Library Installs Traffic Light Noise Monitor
In November 2016, two battery-powered traffic signals, otherwise known as “Yacker Trackers®,” were wall-mounted in each room of the Tamalpais Library to monitor noise level. According to Melissa Bowman, Head Librarian, “noise level was my biggest concern during tutorials.”
Hans Gotto, the Assistant Librarian, said the left-hand side of the traffic light can be adjusted for decibel volume, and the right-hand side can be adjusted for the level of response. The louder the sound detected, the sooner the lights will change. As claimed by The Yacker Tracker®, you can “select the appropriate sound level for any given situation and let the Yacker Tracker® be an audio-visual reminder when the noise level gets too high.”
When green, the traffic lights indicate that student noise level is satisfactory. When sound level reaches 15 decibels above set volume, the lights will transition from green to flashing yellow. When the maximum decibel volume is reached, the lights will transition from flashing yellow to red, along with the sound of a car alarm and multi-lingual recordings of “Quiet Please.” Unless manually disarmed, the alarms will only stop once noise level returns to normal.
Other alarms connected to the Yacker Trackers®, such as the one on the back door of the library, will discourage students from using alternative exits. “However, the head custodian hasn’t activated the alarm in fear that it will be too loud and the librarians will not have the key to deactivate it,” said Gotto.

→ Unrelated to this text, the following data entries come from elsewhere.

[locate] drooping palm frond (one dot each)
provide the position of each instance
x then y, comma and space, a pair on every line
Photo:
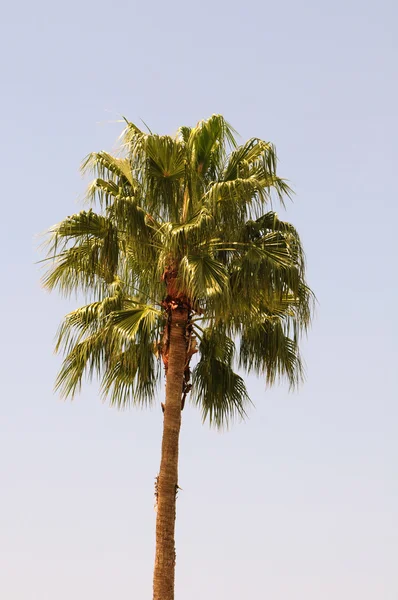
266, 348
197, 204
218, 391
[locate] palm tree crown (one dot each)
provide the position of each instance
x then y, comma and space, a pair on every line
182, 221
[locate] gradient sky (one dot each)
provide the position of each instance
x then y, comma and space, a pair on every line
301, 501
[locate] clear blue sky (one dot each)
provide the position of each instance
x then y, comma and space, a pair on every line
301, 501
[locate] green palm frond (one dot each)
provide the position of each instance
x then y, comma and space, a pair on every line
203, 277
217, 389
195, 205
266, 348
132, 376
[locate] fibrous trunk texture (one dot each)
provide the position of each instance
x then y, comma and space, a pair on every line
167, 485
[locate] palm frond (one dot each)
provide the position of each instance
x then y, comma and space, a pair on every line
217, 389
266, 348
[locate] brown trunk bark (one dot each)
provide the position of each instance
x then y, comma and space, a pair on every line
163, 579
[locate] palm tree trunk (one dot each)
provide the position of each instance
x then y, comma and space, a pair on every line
163, 579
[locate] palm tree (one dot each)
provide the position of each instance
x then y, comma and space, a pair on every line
184, 256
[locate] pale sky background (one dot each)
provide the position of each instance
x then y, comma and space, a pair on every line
301, 501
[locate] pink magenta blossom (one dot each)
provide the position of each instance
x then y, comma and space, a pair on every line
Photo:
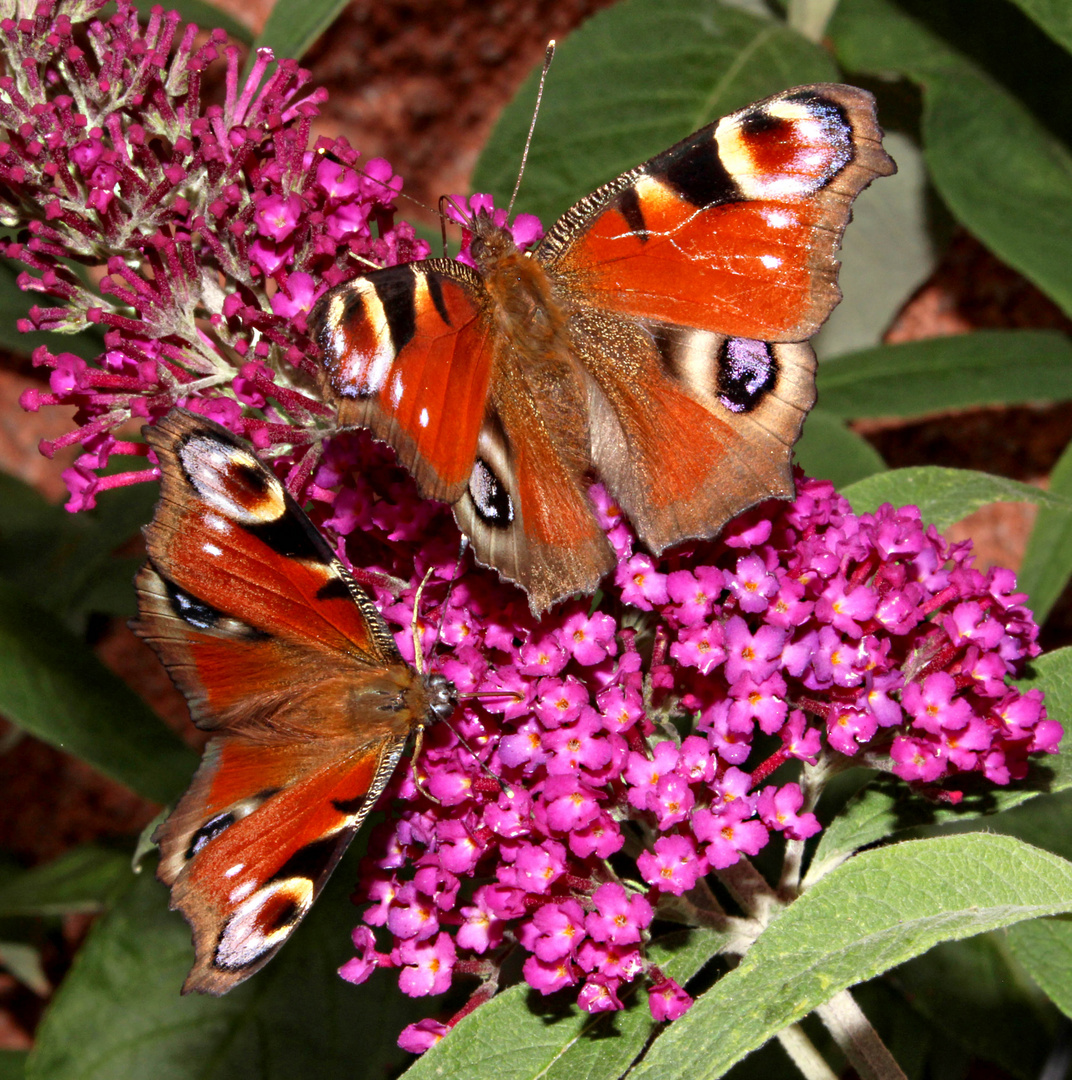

Days after it was installed, students expressed concerns about the traffic lights’ legitimacy in a school setting. “We’re already policed when we have a teacher in the classroom, we don’t need to be policed in our own independent workspace,” said senior Ashley Reid. “This is the type of thing that you might see in a third grade classroom.”
Some students believed that the lights encourage misconduct merely because they pose as a distraction. “I clapped my hands just to make the light turn red,” admitted senior Pierce Pennington.
However, Bowman “wanted to give everyone a standard” in a workspace where they could work and socialize when appropriate. “It has made people more aware in a positive way,” she said, agreeing that the traffic lights had improved noise level since installed.